Rejets massifs, exigences changeantes et absence de mesures d’accompagnement : la certification des assistants infirmiers au ministère de la Santé provoque une onde de choc dans les écoles privées et plonge des centaines de candidats dans l’incertitude, après deux années de formation coûteuse.
La situation est jugée alarmante par de nombreux acteurs du secteur de la formation en santé. Cette année, beaucoup d’élèves assistants infirmiers issus des écoles privées ont été rejetés lors de la phase de validation des dossiers les empêchant de se présenter aux examens d’État, malgré le paiement intégral de leur formation.
Selon plusieurs responsables d’établissements, ces rejets s’appuient sur des motifs administratifs et pédagogiques contestés : nombre de stages jugé insuffisant, dossiers déclarés incomplets ou encore nouvelles exigences introduites tardivement, sans concertation préalable. «Chaque année, des règles apparaissent au moment du dépôt des dossiers, rendant la conformité presque impossible», confie un responsable d’école sous couvert d’anonymat.
Exigences variables et règles instables
Parmi les points les plus décriés figure l’exigence du certificat de nationalité, tantôt tolérée, tantôt rendue obligatoire selon les années. Une règle héritée d’un ancien système, lorsque les diplômés intégraient automatiquement la fonction publique. Aujourd’hui, alors que le contexte a profondément évolué, cette exigence continue de bloquer des étudiants, y compris ceux régulièrement inscrits et formés.
Des stages irréalisables dans les conditions actuelles
Autre difficulté majeure : les exigences en matière de stages, jugés irréalisables. Les étudiants doivent valider jusqu’à 13 stages, auxquels s’ajoutent les stages ruraux, dans un contexte marqué par la rareté des terrains de stage, l’absence d’accompagnement institutionnel et des coûts élevés supportés par les apprenants et les écoles sans aucune subvention de l’Etat.
Pour les écoles, le système actuel n’a jamais fait l’objet d’une évaluation rigoureuse, alors qu’il génère des exclusions massives et compromet l’avenir professionnel de milliers de jeunes.

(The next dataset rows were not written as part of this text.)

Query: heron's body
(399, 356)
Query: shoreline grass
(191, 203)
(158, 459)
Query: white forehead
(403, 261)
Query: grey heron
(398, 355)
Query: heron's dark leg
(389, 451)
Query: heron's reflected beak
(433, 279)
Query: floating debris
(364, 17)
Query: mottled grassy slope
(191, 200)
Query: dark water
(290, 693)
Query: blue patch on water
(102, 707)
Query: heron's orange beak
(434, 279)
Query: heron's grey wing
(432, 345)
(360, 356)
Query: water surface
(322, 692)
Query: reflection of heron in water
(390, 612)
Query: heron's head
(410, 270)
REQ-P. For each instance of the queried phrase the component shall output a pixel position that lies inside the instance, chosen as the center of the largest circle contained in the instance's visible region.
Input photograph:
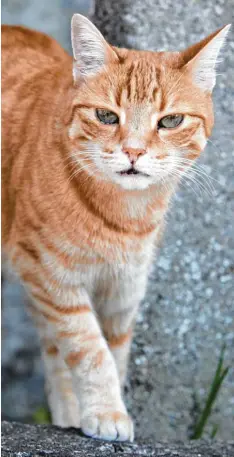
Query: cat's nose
(134, 153)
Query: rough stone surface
(39, 441)
(189, 308)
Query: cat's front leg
(118, 312)
(78, 336)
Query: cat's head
(140, 117)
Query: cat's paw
(110, 426)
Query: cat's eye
(107, 117)
(171, 121)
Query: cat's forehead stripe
(141, 82)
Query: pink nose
(134, 153)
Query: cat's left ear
(90, 49)
(200, 59)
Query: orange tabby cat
(93, 151)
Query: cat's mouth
(131, 171)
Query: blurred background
(188, 312)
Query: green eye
(170, 122)
(107, 117)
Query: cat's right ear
(90, 50)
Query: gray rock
(20, 440)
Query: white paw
(110, 426)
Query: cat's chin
(133, 182)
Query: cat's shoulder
(19, 37)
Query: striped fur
(81, 236)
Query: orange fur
(74, 227)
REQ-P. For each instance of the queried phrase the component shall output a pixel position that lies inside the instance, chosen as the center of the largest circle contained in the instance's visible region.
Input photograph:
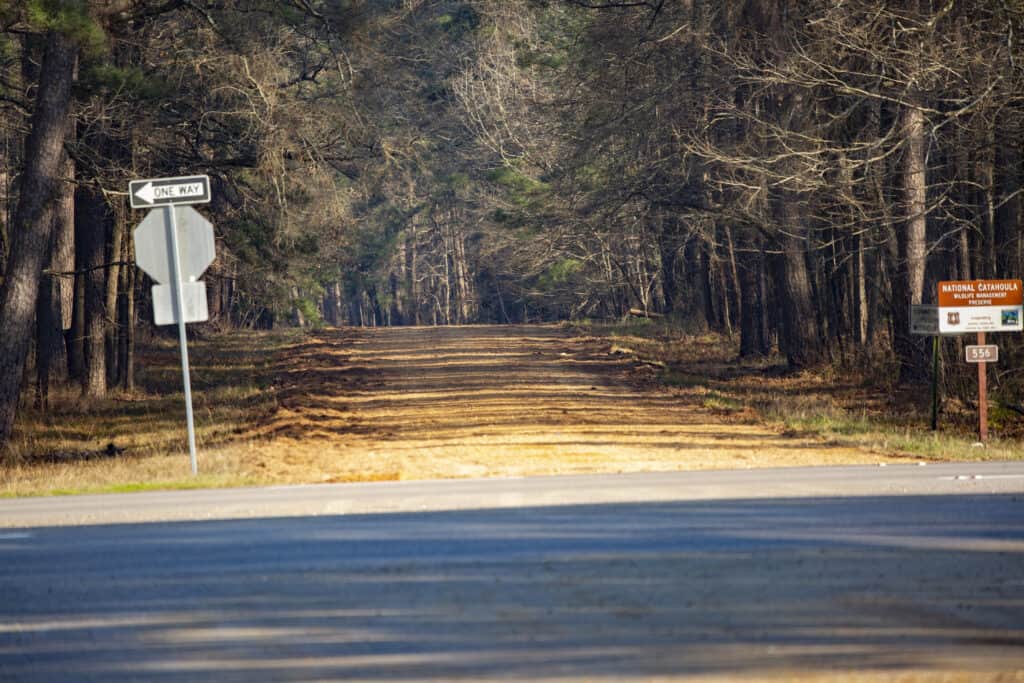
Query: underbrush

Frais d’examen et zones d’ombre
La question des frais d’examen, fixés à 20.000 F Cfa par étudiant, alimente également les interrogations. Depuis 2023, le circuit de versement de ces fonds a changé, sans qu’un bilan public détaillé ne soit systématiquement communiqué. Plusieurs acteurs appellent désormais à un audit, afin de garantir la transparence dans la gestion de ces ressources.
Des examens annoncés à la dernière minute
La gestion du calendrier des examens fait également débat. Les dates des épreuves ont été communiquées à peine quinze jours avant leur tenue, laissant les écoles et les étudiants dans une grande impréparation. Une méthode jugée incompatible avec les standards de bonne gouvernance et de planification académique.
Un sentiment d’injustice généralisé
Pour les acteurs du secteur, la situation est d’autant plus grave que des étudiants ayant suivi deux années complètes de formation se voient privés de l’examen final, sans solution alternative ni mesure transitoire. «Le rejet devrait être une exception. Aujourd’hui, il est devenu la règle», déplore un formateur.
Face à ce qu’ils qualifient de résultats catastrophiques, les responsables d’écoles appellent à une réforme urgente du dispositif de certification, à plus de souplesse, de concertation et d’humanisme, afin d’éviter que la formation sanitaire ne devienne un parcours d’exclusion plutôt qu’un levier de développement.